Probably the most obvious and least controversial result of the rise of TNCs is that many people now avail themselves of their services, suggesting that these firms offer real improvements in mobility. The more difficult near-term question is what the rise of TNCs means for the taxi industry economically and for the current set of regulations to which it is subject. TNCs offer strong efficiency benefits, but cities have come to rely on taxi operators to advance a number of social service and equity goals as well—goals whose attainment is for the most part cross-subsidized directly by taxi customers or indirectly by cab or medallion owners. Taxis often ferry riders with disabilities, and they also are an important means of mobility for low-income people unable to purchase or insure private vehicles. If TNCs harm or (at the extreme) eliminate the taxi industry in some markets, people with disabilities and low incomes could find themselves with fewer means of getting around in the absence of some public policy intervention. These issues are considered more fully in Chapter 8.

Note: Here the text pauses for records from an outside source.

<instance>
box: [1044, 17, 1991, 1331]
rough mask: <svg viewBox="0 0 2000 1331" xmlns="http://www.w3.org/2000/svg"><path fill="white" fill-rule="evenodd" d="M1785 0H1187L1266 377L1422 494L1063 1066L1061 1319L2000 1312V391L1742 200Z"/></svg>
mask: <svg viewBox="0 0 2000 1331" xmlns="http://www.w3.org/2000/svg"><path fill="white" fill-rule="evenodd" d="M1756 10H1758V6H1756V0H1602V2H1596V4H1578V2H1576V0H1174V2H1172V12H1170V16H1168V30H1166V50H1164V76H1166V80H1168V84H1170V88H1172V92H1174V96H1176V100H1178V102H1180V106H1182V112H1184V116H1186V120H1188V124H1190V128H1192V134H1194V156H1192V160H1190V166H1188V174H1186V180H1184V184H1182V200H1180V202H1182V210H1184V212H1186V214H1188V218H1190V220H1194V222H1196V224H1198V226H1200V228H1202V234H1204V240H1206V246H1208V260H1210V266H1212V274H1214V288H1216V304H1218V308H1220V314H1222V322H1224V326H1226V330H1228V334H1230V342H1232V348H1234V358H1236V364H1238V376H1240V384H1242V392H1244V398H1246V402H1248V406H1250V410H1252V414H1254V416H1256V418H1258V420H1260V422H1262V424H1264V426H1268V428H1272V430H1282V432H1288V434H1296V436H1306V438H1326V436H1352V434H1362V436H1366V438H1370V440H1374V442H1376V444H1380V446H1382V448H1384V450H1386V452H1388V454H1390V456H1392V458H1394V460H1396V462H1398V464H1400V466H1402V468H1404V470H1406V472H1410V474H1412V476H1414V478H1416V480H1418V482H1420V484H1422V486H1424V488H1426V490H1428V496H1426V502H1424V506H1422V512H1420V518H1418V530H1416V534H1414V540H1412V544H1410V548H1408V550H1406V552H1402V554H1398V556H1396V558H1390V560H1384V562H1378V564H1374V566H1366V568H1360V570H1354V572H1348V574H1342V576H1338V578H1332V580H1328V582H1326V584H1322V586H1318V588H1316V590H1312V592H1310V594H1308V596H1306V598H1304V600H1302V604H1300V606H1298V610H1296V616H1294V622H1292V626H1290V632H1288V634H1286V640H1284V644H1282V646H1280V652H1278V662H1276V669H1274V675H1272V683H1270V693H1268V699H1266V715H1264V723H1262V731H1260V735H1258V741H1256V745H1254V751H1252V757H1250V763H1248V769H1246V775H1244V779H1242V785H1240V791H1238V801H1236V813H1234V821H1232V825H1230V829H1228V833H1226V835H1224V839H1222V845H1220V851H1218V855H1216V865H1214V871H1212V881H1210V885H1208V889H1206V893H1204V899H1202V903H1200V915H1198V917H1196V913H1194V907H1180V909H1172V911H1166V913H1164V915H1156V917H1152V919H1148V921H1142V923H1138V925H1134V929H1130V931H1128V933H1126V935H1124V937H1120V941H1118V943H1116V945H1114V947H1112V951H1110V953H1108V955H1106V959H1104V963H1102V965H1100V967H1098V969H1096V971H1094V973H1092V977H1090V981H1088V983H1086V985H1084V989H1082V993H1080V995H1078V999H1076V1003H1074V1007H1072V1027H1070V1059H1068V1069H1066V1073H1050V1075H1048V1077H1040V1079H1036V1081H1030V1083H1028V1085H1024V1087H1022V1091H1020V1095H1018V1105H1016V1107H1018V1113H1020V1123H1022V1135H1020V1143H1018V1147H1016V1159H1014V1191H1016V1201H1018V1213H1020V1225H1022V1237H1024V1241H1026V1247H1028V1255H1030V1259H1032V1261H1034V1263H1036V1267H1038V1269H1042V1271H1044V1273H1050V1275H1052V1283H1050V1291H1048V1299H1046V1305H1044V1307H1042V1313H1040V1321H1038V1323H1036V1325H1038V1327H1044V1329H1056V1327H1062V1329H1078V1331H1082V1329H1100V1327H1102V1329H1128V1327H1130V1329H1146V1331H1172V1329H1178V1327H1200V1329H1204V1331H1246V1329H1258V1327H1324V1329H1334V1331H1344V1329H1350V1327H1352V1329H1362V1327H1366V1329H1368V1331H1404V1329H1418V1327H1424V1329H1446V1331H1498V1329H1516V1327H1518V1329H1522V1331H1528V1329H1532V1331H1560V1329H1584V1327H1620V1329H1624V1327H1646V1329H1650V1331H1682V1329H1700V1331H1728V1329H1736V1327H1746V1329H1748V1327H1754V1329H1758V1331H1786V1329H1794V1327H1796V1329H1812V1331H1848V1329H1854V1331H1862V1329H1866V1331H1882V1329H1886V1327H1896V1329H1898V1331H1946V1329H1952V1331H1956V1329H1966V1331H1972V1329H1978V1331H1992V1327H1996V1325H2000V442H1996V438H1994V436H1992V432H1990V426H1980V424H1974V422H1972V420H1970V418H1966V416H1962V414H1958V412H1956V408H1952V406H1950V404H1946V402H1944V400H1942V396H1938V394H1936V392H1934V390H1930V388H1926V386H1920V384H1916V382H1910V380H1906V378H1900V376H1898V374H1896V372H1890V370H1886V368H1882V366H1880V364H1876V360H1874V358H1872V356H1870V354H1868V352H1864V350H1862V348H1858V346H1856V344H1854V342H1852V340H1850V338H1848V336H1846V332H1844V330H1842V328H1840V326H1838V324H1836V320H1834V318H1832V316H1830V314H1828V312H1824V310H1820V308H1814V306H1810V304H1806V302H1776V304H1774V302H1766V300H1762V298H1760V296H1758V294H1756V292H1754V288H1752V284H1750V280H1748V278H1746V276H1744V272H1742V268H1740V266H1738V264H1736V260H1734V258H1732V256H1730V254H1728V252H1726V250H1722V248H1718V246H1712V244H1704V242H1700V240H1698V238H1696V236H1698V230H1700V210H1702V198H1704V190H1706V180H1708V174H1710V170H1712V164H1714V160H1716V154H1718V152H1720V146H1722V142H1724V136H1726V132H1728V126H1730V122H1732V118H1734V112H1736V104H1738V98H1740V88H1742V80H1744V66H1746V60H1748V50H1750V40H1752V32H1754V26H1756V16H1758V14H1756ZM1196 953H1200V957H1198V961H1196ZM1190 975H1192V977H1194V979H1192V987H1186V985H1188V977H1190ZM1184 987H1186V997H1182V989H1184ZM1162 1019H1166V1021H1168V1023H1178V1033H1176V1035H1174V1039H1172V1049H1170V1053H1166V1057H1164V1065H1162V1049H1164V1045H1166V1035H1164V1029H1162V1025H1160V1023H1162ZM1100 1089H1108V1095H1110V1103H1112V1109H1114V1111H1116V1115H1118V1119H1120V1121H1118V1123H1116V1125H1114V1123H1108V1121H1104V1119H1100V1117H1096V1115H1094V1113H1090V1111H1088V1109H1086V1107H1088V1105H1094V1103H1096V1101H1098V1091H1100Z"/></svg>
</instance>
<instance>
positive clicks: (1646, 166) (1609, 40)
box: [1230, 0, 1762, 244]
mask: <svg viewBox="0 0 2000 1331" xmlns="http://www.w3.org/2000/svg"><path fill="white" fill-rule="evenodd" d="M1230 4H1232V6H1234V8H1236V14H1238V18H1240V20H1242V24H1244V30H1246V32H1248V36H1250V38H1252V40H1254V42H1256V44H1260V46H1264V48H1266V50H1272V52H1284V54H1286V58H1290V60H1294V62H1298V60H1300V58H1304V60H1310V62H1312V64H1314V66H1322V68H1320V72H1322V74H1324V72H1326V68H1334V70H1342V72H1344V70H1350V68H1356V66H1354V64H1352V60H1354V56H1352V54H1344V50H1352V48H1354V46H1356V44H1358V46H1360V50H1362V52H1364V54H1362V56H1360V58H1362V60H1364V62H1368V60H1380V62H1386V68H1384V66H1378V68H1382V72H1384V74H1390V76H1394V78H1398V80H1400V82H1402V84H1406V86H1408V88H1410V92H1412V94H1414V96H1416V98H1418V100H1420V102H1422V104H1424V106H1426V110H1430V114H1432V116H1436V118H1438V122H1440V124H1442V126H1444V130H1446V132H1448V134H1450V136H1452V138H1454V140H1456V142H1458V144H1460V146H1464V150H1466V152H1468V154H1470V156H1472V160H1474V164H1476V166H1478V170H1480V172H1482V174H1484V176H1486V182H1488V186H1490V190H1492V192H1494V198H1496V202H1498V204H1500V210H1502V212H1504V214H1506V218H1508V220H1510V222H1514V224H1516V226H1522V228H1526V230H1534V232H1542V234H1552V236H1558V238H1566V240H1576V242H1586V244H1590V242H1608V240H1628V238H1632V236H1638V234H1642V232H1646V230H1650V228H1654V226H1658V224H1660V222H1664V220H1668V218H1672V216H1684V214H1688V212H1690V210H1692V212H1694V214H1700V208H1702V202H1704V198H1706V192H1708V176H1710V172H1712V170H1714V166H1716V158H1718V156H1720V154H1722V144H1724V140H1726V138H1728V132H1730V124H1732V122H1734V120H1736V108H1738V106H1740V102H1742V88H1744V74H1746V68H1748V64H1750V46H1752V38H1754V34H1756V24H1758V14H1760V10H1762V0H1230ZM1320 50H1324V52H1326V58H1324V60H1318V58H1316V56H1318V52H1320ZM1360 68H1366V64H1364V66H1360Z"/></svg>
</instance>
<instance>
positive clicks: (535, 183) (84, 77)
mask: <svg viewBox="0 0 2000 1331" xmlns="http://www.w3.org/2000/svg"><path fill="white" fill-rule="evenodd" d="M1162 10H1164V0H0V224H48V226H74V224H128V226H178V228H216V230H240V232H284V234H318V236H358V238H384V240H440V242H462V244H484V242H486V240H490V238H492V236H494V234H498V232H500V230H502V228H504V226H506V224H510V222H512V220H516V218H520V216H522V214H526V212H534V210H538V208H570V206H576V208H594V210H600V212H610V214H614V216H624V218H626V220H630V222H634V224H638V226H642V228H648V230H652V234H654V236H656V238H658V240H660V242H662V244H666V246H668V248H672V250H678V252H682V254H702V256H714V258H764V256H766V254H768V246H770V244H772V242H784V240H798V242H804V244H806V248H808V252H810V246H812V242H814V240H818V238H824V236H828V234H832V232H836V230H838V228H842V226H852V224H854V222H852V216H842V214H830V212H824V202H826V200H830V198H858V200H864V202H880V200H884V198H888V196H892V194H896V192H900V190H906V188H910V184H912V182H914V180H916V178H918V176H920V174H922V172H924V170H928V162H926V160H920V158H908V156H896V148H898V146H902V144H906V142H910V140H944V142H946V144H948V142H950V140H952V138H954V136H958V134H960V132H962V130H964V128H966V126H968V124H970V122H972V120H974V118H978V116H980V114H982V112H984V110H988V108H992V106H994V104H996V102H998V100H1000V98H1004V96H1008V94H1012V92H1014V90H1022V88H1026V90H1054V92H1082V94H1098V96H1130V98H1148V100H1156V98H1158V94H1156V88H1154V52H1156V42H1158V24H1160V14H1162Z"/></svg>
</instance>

During this time of uncertainty and transition in mobility services, the ultimate impact of TNCs on the taxi industry is unknown. Perhaps the two services will coexist to the extent that regulators equalize their regulatory treatment to some degree. It is not clear, however, whether or how to make taxis more competitive with TNCs. The taxi industry is responding to the competition from TNCs by beginning to adopt technologies that match passengers with drivers. On the other hand, regulating TNCs more heavily could undermine many of their price and responsiveness advantages (if, for instance, controls on surge pricing were applied to the currently variable TNC fares). Reducing some or many of the pricing and supply regulations imposed on taxis might be a better approach to leveling the taxi–TNC playing field, and some regulating authorities have recently moved in this direction. Lessons from taxi deregulation suggest that allowing TNCs to compete in the street-hail market would lead to oversupply and excess competition; thus, the street-hail business does not appear to be a promising area for lighter regulation. Opening up competition in the dispatch market, by contrast, appears to hold promise for consumers. However, a less regulated taxi industry
competing with TNCs would be very different from what currently exists in those jurisdictions where medallion holders (for example) are guaranteed a good deal of heavily regulated market power in exchange for agreeing to provide equity-based social services. If TNCs continue to erode the demand for taxis in for-hire transportation, regulating authorities may have a more difficult time attaching conditions to taxi licenses for purposes of geographic coverage and service for passengers with disabilities.